One thing that is sure to happen at the ICTCM later this week is that I will be inundated with tech stuff (from the exhibit hall) and ideas about using tech stuff (from sessions and workshops) in my teaching. Of course it’s good, clean fun to play around with tech stuff, and it’s good to come into contact with other people who are passionate about technology in teaching and with their ideas. But there’s a danger here as well: You might get so swept up in the zeitgeist of the conference that you begin to uncritically adopt all kinds of tech stuff and tech ideas for inclusion in your classroom without really evaluating it.
So when I am at the conference, there are three basic questions that I will ask whenever encounter tech stuff or ideas. They are the same questions I have asked for years about technology, whether that technology is for education, entertainment, home improvement, or whatever:
- What does this technology do?
- What problem does this technology solve?

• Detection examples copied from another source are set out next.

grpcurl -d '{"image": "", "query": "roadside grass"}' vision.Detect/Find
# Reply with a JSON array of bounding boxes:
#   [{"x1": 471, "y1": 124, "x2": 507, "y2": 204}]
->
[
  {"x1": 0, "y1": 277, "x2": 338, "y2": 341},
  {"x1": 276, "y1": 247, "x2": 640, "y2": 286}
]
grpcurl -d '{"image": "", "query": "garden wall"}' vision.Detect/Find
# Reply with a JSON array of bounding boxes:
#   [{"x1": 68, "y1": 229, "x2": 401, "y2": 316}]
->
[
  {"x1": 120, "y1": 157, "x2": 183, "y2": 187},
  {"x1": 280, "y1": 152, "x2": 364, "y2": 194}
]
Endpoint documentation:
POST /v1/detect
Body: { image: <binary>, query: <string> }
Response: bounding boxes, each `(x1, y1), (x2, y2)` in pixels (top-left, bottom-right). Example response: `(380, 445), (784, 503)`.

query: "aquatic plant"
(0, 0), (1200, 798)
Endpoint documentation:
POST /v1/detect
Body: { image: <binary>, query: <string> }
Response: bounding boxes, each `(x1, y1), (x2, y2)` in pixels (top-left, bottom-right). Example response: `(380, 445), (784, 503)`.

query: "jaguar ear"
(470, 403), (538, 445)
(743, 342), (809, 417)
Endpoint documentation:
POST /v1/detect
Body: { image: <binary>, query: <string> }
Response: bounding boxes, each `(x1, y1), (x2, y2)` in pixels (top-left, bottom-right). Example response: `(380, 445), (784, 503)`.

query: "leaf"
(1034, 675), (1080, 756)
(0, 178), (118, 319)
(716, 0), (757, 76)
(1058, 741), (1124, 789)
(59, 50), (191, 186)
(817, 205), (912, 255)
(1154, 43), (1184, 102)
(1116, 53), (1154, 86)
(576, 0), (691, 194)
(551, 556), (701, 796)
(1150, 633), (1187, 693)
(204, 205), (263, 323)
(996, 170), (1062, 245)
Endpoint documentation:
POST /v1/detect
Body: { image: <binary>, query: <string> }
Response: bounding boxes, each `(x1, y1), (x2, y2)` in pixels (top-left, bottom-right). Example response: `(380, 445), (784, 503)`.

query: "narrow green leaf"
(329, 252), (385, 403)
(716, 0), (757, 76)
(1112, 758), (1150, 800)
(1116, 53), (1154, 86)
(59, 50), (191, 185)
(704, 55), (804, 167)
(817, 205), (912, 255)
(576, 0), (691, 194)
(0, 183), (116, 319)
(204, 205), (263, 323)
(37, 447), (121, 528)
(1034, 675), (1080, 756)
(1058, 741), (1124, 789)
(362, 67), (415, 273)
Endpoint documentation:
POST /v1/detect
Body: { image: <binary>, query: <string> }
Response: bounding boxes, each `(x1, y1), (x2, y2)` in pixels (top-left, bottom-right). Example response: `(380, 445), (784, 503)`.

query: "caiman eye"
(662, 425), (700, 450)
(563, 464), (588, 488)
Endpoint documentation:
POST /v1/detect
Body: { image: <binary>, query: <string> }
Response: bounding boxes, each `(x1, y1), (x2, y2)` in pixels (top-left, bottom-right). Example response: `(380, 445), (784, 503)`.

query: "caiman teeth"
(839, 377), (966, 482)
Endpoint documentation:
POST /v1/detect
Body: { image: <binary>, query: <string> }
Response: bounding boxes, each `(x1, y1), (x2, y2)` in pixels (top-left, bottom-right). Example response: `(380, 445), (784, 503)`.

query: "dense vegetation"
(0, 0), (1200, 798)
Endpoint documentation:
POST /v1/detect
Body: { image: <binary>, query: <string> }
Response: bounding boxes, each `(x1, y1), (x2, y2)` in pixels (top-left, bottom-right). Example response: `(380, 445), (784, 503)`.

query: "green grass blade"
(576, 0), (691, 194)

- What technology currently exists to solve this problem, and in what sense is this product an improvement over the existing technology?
This series of questions has, in the past, provided me with a buffer of objective distance from interesting-looking tech and forced me to think critically about things I see, rather than just snapping up whatever looks cool or interesting and blindly moving forward with it in my classes. Forcing yourself to see new technology from a problem-solving point of view is a pretty good exercise in general.
I daresay that there are a lot of edubloggers out there that could stand a little more objectivity and critical thinking in how they approach technology; sometimes ed-tech blogs put off a sort of glassy-eyed cult-like aura, like the blogger wants nothing than for you to drink the Kool-Aid of the latest read/write Web 2.0 social network/digital storytelling thing they just spent 36 hours deconstructing. (I think the delusion about digital natives arises mainly as a product of the haze of one’s own unbridled indulgence in educational tech. Spend enough hours wasting time on Twitter and you can convince yourself that 24/7 sharing of personal acts and information is actually normative.)
If a technology product I am considering cannot be described easily in terms of its basic functionality, or if it is not in place to solve a clearly-defined problem, or if it does not improve significantly upon existing technology whose functionality is well-defined and which solves a clearly-defined problem, then most likely it’s not going to make me be more productive or my students learn better.
I think these questions actually originated with Wendell Berry, not somebody you’d normally associate with the ed-tech stormtroopers in the blogosphere. He’s something of a Luddite, I know, but an intelligent one and a person whose caution with new technologies I have always admired.